France captain Kylian Mbappe admitted that playing with a mask to protect his broken nose was “absolutely horrible” as he prepared for Monday’s last-16 clash with Belgium at Euro 2024.
“I didn’t think it would be, but playing with a mask is absolutely horrible,” Mbappe told reporters on the eve of the game in Duesseldorf. Kylian Mbappe broke his nose in a collision in France’s opening game at the Euros, a 1-0 win against Austria on June 17. That forced him to miss the next match, a 0-0 draw with the Netherlands, but he returned for the last outing, a 1-1 stalemate against Poland, while wearing a mask.
He will again have to don the protection against Belgium, but Mbappe said sporting a mask was so uncomfortable he had already tried out several different ones. “I have changed because every time there was something that wasn’t right,” said the new Real Madrid signing. “It is really difficult.
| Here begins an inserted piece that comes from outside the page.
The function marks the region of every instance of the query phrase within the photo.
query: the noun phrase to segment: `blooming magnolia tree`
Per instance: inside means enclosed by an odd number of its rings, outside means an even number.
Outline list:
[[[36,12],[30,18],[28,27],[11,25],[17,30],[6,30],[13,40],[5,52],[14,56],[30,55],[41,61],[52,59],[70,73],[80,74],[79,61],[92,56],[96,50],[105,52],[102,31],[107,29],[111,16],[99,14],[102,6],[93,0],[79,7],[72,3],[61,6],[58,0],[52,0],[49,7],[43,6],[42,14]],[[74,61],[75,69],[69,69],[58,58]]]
It limits your vision and the sweat gets blocked up so you have to take it off to let it run away.
“As soon as I can take it off I will do, but I don’t have a choice. That is how my tournament is going to be. I can only play like that. “It is really annoying, but I have to just say thanks to the mask.” France and Belgium meet in a repeat of their semi-final clash at the 2018 World Cup, which Les Bleus won 1-0 on the way to lifting the trophy.
Both teams qualified for the last 16 in second place in their respective groups, each winning just one game and scoring only two goals. “The quality and quantity of chances we made in the first three games was unbelievable,” said the Belgium coach, Domenico Tedesco. “It is unbelievable that we scored only two goals in three games, and France too, but this is football.”
Belgium needed to hold on for a 0-0 draw with Ukraine in their last outing to secure qualification for the last 16 after a campaign which began with a 1-0 loss to Slovakia. Tedesco said it would be unfair to judge his team solely on the outcome of the game against the side who lost the 2022 World Cup final. “It is a tough opponent, so it would be hard to just measure all our performances of the last weeks or year by what happens in one game,” he said.
“But of course it is a special game. We have this feeling already after losing the first game against Slovakia, that against Romania and Ukraine it was kind of an in or out game anyway. “There has been no moment in this tournament where we could relax for two days.”